Esse tempo longe da histeria, que dominava as pessoas ao meu redor, me ensinou que às vezes precisamos encontrar a derrota para saber quem somos.

No início do ano eu já sabia que as coisas seriam intensas, afinal, na manhã do dia 1 de janeiro eu estava no final de uma festa batendo boca com um cara que eu mal conhecia, mas que parecia muito incomodado em me ver no centro de uma roda falando o que eu pensava.

Publicidade

Essa sou eu: aprendi muito cedo que para defender ideais eu precisava de argumentos e força. E o mais importante, que para sobreviver neste mundo, sendo uma mulher negra, eu precisava prever as piores situações e pensar nas melhores estratégias para sair delas.

Eu saí daquela discussão vencedora, o cara buscou apoio nos homens que o cercavam, não encontrou e foi embora bravo.

Mas mesmo que eu parecesse forte, algo dentro de mim estava acontecendo. Mesmo como vencedora moral, de certa forma fiquei triste por ter que passar por toda essa tensão em pleno ano novo.


Publicidade

E esse sentimento não seria diferente no resto do ano.

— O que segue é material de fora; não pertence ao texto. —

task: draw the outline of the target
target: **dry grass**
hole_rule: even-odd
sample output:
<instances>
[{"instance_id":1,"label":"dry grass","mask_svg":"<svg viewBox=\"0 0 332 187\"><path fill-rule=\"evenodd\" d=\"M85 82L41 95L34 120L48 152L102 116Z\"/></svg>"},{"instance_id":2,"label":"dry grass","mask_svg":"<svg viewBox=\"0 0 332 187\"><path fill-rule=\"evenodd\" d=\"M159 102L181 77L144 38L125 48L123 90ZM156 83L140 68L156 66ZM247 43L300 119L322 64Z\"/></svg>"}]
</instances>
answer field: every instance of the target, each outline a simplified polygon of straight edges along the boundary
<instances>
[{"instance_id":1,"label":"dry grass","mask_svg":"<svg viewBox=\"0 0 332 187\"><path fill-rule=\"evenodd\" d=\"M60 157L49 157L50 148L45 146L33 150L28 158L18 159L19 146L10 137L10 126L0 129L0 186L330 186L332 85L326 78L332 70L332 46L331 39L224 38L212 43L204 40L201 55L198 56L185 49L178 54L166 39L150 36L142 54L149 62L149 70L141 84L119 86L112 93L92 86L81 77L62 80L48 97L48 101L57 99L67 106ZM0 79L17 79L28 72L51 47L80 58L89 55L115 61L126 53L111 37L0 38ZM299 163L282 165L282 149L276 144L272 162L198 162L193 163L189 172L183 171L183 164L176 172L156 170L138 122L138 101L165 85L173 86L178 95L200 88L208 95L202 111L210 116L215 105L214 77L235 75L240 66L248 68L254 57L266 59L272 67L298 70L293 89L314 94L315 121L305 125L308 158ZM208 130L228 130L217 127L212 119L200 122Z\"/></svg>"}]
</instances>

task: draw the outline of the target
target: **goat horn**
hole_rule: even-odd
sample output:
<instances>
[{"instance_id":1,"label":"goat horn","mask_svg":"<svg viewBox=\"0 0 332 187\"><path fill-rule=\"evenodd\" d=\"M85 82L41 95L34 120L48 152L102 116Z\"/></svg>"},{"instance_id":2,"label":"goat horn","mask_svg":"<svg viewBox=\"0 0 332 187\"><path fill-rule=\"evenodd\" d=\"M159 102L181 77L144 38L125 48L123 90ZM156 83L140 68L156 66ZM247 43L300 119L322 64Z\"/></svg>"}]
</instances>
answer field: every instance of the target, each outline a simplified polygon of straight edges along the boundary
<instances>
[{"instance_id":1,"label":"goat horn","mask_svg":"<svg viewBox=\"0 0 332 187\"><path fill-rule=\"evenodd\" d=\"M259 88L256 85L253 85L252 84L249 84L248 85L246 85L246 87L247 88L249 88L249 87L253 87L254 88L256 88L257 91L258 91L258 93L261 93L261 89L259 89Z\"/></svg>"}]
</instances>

Tínhamos o carnaval, o BBB, a Copa do Mundo e por fim as eleições pela frente. Um ano intenso para qualquer pessoa que trabalha com comunicação e internet, como é o nosso caso aqui no BuzzFeed Brasil. E devo confessar: esses momentos em que fica um suspense no ar são os que mais me atraem. Gosto da imprevisibilidade e de como a vida e o mundo pode nos surpreender.

Publicidade

Logo quando a Copa acabou e o clima de diversão passou, deu pra sentir que cada vez mais as redes sociais, que tanto nos divertia, às vezes era muito tóxica. E quanto mais nos aproximávamos das eleições, mais tensas as coisas ficavam. Nós passamos muito tempo online, esse é o nosso trabalho, mas de certa forma isso acaba nos atingindo. Não há como receber e cobrir notícias tristes o tempo todo e passar impune por isso.

No dia em que a Marielle foi assassinada, todos nós sentimos o baque na mesma intensidade que as nossas timelines demonstravam o seu pesar. A notícia estava ali, e não havia nada que pudéssemos fazer pra reverter o que aconteceu. Uma parte da gente foi junto com a Marielle.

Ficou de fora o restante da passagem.